One of the things that is sometimes frustrating in Rust is the inability to define a type that indicates some subset of enum variants. For example, it is very common to have a pattern like this:

match an_expr {
    expr_call(*) => process_call(an_expr)

fn process_call(a_call_expr: @ast::expr) { ... }

But as you can see, the type of a_call_expr does not reflect the fact that this expression is a call. This is frustrating.

Earlier thoughts

Patrick and I had earlier sketched out designs to rectify this loosely following Scala’s design for case classes. Graydon had an alternate design. There was a bit of back-and-forth in, though it doesn’t contain the latest details.

The idea consisted of two basic parts, one of which is “reused” in this new proposal and hence worth discussing in detail. This first part is that we “unify” the way that structs and enum variants are written, so that you can declare structs that wrap a tuple (like a variant) or variants with a field. Both have their place. So that means you could write a struct like this:

struct NodeId(uint)

which is effectively a newtype’d (in the Haskell sense) wrapper around a uint (this replaces the current, rather unintuitive, shorthand of enum foo = uint). Or you could build an enum variant like this:

enum VarKind {
    LocalVar { id: uint, name: ~str }

This addresses a common problem with variants: once they get beyond 1 or 2 parameters, it’s hard to know what’s what, and you end up with code like this:

def_upvar(node_id /* id of closed over var */,
          @def    /* closed over def */,
          node_id /* expr node that creates the closure */,
          node_id /* id for the block/body of the closure expr */),

This would be much nicer if the fields could be labeled (of course, you could define a struct type and wrap it in the def_upvar, but that’s annoying in practice and rarely done).

The second part of the plan was to make each variant a type, and to permit the introduction of nested enums. This allowed for a simple tree-like scheme of refinements. We also intended to allow one to declare a set of common fields that are inherited by all variants. I’m not diving into much detail on this second patt of the plan because it is not important to my alternate proposal; however, suffice to say that while it was expressive, it carried some syntactic complications that we had never satisfactorily resolved.

An alternate approach

Anyway, after some discussion with Ben Blum, I’ve been thinking about another approach. It’s pretty close to what Graydon originally proposed (maybe even identical?) though with an added component from Patrick. Interestingly, they are both ideas that I didn’t like on first hearing them, but together they seem to appeal to me more.

Today an enum type is written Id<T*>. Under the new proposal, a full enum type would be written Id<T*>[VariantName*]. The meaning of this is “an instance of the enum Id<T*> which has the type of one of the variants listed”. There is a natural subtyping relationship:V1 <= V2 => Id[V1] <: Id[V2] (that is, if you have a more narrow type, you can use it where a wider type is expected).
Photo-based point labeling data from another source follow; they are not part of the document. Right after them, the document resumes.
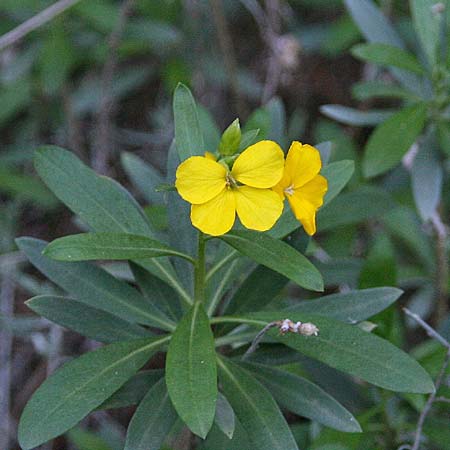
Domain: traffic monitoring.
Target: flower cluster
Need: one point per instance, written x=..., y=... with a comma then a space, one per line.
x=303, y=328
x=253, y=185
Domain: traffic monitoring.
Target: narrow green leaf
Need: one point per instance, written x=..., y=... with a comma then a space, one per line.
x=157, y=292
x=427, y=24
x=354, y=351
x=95, y=287
x=115, y=246
x=84, y=319
x=352, y=116
x=100, y=202
x=182, y=234
x=248, y=138
x=231, y=139
x=210, y=130
x=24, y=187
x=406, y=227
x=188, y=135
x=258, y=289
x=276, y=255
x=372, y=23
x=191, y=372
x=152, y=420
x=375, y=27
x=224, y=418
x=392, y=139
x=427, y=177
x=255, y=408
x=79, y=386
x=351, y=306
x=304, y=398
x=355, y=207
x=380, y=267
x=338, y=175
x=144, y=176
x=86, y=440
x=387, y=55
x=134, y=390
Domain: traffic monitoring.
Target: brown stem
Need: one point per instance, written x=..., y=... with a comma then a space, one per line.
x=35, y=22
x=442, y=270
x=227, y=49
x=103, y=144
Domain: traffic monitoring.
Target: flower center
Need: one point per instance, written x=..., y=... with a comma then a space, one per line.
x=231, y=182
x=289, y=190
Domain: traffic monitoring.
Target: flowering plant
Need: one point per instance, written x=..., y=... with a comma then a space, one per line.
x=206, y=293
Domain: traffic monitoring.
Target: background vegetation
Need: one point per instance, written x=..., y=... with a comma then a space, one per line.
x=98, y=79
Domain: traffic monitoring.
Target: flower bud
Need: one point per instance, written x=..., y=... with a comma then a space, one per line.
x=231, y=139
x=308, y=329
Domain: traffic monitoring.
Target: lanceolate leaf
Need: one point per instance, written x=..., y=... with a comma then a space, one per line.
x=255, y=408
x=354, y=207
x=100, y=202
x=338, y=175
x=84, y=319
x=258, y=289
x=304, y=398
x=143, y=176
x=95, y=287
x=79, y=386
x=152, y=420
x=427, y=24
x=224, y=418
x=191, y=372
x=157, y=292
x=277, y=256
x=354, y=351
x=188, y=134
x=427, y=177
x=349, y=307
x=134, y=390
x=87, y=246
x=392, y=139
x=376, y=28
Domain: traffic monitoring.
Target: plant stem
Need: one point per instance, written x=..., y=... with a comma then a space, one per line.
x=200, y=270
x=35, y=22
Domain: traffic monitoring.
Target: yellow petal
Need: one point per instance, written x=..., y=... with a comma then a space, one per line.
x=306, y=200
x=199, y=179
x=260, y=165
x=302, y=164
x=216, y=216
x=209, y=155
x=258, y=209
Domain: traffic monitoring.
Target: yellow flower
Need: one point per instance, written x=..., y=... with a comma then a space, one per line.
x=217, y=193
x=302, y=185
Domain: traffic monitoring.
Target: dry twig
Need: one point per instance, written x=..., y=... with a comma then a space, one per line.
x=35, y=22
x=229, y=57
x=103, y=144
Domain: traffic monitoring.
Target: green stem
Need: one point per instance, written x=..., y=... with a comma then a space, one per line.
x=200, y=270
x=220, y=289
x=229, y=257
To make this more concrete, here are some examples:

Option<int>               --> as today
Option<int>[Some,None]    --> equivalent to the above
Option<int>[Some]         --> always Some
@ast::Expr[Call]          --> an expression that must be a call

I would expect user’s to define type aliases for common patterns. For example:

type Some<T> = Option<T>[Some];
type Lvalue = @ast::Expr[Call, ...];

When the variants are defined in a struct-like fashion, using named fields, users can access any field which appears as part of the common prefix to all variants (alternatively, we could support the access to any common field at all, but it would potentially be inefficient at runtime and I’d rather make that cost obvious to the user). So, if we define our expressions like so:

struct ExprBase { id: uint }
struct BinaryArgs { lhs: @Expr, rhs: @Expr }

enum Expr {
    Literal {base: ExprBase, value: uint},
    Variable {base: ExprBase, name: ~str},
    Plus {base: ExprBase, args: BinaryArgs},
    Minus {base: ExprBase, args: BinaryArgs},

type ExprBinop = Expr[Plus, Minus]

Then, given any expression, one could write Given any ExprBinop, one could write expr.args.lhs. And so forth.

Although I was initially opposed to the common fields idea when Patrick proposed it, because it requires you to repeat yourself a bit more than I’d like, it overcomes some of the more annoying syntactic questions that plagued our earlier ideas. Moreover, I remember that in Scala, in practice I often ended up repeating common fields as part of the constructor:

sealed trait Expr(val id: Int)
case class Literal(override val id: Int, value: Int) extends Expr(id)

This just formalizes the practice.

One important property of this proposal is that the narrowing of variants is achieved through a structural type and not a nominal type. That is, there is no nominal type corresponding to a “binop expression”; rather, it is defined through a type alias. This ensures that the Least Upper Bound and Greatest Lower Bound operations are easily defined, which is important for the type inferencer.

In conclusion…

The proposal is relatively easy to implement and doesn’t involve deep changes to any particular part of the language. It would give us a very expressive system for statically ruling out variants when possible that supports arbitrary subsets.